This story borrows characters from Arthurian and Welsh legends, adds in some elves, and renames the Roman Empire "The Divine Empire". In this version, Arthur is the First Warrior of a tribe of Gaels, and they depart the island of Erin (it means "Ireland" in Gaelic) and head over Albion (England) to live in the castle of Avalon (which happens to be staffed by house elves who look like maids).

The action takes off when some evil dudes resurrect the Demon King Arawn. Turns out he's a hottie, and Arthur's sister Riannon offers to marry him. Arawn picks up a new wife for (roughly) three episodes in a row, but that plotline is quickly dropped (and rarely referenced) in favor of some really swell sword and sorcery adventuring.

Morgan, Second Warrior of the tribe, is pretty ridiculous, while still being a very likeable character. She's a bit of a savage, wears only a loincloth, and is an extremely high level archer. I like that she's a fierce, hard-drinking warrior chick, so much so that I'm willing to tolerate the extremes the animators went to in order to carefully draw her under-boob bouncing.

In another episode, Llyr, a Selkie/Water Elf, learns how to milk a cow, and in a heinous hentai joke, she ends up covered with milk. It seems really out of place with the rest of series, which is well-animated, well-paced, well-written, and free of hentai gags. If it weren't for all the extraneous marriages and this one milk incident, you could forget this was based on an eroge.

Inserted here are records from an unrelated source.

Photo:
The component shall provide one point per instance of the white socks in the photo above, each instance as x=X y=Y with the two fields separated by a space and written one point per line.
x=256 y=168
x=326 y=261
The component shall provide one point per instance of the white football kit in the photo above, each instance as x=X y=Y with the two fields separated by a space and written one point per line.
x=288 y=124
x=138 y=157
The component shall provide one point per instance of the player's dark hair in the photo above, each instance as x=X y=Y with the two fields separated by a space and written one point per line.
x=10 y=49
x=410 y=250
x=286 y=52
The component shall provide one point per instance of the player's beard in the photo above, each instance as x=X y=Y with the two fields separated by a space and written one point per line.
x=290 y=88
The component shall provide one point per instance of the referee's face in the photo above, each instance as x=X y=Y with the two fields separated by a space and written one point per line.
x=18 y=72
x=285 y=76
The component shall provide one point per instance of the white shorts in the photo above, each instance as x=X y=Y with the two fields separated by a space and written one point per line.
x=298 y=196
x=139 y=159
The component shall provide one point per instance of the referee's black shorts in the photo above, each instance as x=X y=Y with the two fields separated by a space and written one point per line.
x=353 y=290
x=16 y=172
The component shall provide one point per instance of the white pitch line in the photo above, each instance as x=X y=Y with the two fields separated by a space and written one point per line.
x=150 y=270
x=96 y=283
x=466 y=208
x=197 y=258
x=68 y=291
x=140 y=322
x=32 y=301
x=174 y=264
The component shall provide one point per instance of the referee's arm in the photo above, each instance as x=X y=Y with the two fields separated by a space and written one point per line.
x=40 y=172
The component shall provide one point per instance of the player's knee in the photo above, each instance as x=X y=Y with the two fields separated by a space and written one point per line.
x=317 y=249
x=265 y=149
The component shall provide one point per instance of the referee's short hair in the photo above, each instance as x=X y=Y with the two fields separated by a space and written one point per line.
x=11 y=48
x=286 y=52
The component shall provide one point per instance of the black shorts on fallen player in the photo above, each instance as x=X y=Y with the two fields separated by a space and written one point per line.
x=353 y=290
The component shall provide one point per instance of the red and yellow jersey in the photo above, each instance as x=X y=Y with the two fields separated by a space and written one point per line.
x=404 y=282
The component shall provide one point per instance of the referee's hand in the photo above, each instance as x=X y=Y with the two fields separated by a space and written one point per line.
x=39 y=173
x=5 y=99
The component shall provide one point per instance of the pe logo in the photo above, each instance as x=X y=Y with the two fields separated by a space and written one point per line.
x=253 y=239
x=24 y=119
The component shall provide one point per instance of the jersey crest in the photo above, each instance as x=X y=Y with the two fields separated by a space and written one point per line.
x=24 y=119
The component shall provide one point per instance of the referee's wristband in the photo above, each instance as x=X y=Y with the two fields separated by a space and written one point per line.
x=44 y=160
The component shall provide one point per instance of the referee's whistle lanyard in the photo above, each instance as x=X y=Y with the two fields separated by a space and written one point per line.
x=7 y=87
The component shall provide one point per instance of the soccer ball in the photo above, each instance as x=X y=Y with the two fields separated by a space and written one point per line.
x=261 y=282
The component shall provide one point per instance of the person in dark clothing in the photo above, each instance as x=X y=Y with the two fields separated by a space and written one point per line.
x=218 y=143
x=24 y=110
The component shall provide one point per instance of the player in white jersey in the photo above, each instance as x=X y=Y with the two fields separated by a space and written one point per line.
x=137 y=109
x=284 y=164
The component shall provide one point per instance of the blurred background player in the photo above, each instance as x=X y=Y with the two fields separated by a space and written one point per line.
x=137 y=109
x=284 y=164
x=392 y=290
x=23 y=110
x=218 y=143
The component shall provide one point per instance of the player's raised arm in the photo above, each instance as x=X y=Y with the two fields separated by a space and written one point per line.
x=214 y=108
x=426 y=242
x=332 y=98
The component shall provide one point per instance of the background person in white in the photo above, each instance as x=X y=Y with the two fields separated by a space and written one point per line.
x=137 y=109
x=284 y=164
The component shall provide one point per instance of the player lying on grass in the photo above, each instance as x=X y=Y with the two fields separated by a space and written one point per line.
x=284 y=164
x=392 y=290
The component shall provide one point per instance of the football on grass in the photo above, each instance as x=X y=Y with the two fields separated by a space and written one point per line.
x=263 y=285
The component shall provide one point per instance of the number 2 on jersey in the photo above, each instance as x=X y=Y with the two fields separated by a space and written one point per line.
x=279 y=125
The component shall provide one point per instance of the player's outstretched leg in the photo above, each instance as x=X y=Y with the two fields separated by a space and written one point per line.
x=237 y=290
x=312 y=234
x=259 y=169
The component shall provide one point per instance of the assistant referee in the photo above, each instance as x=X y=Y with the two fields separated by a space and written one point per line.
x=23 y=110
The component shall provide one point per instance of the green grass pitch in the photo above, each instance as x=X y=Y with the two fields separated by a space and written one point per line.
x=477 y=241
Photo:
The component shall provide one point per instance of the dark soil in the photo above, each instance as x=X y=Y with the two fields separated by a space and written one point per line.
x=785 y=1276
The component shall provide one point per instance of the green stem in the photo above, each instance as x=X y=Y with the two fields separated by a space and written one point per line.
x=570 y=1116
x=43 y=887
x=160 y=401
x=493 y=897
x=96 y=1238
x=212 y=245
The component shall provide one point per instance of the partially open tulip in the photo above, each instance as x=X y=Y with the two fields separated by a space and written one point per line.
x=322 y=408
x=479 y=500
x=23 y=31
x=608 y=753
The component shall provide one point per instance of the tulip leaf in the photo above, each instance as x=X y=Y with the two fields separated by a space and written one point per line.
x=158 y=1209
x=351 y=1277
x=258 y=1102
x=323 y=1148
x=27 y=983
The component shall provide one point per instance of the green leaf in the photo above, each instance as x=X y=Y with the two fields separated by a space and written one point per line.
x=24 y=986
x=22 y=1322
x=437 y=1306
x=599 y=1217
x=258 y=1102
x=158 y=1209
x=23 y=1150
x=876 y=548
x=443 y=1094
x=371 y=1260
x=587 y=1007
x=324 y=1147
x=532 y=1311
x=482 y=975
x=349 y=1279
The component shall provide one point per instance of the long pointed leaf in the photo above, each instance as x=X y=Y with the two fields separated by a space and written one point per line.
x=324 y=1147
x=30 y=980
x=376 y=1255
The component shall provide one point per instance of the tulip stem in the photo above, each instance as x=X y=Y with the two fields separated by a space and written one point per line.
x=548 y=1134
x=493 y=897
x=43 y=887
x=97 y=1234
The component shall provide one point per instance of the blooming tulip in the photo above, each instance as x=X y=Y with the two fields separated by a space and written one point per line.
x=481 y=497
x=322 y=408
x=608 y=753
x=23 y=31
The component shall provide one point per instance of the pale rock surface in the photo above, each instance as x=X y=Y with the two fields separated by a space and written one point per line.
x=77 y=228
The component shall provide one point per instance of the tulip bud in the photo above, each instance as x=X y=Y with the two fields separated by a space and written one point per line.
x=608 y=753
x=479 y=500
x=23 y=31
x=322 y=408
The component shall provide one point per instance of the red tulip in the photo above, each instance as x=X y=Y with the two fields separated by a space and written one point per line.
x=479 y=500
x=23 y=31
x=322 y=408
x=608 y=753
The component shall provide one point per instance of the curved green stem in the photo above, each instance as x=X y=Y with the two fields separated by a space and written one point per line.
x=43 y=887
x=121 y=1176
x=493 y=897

Often in shows with multiple love interests, I start to get annoyed at the additional ladies who show up as the series goes on. I'm interested in straight-up love stories and love triangles, so when suitor after additional suitor shows up I end up rolling my eyes more and more. In this show, the opposite happens. Every new girl who joins the band of Gaels is either a high level fighter or a magic user. For example, Octavia is a super-elite Divine Empire soldier who kicks ass constantly. That's 10,000 times better than meeting yet another tsundere or childhood friend.

As a tabletop gamer, it's hard not to picture this series as someone's campaign. It's a campaign that's going really, really well, which is a nice change of pace compared to the Dungeons and Dragons campaign I play in real life (is my DM reading this?). Also, I picture the Tears to Tiara campaign being played out by a group of dudes who like making hot female characters. I know it's based on videogames, but it's funnier in my imagination.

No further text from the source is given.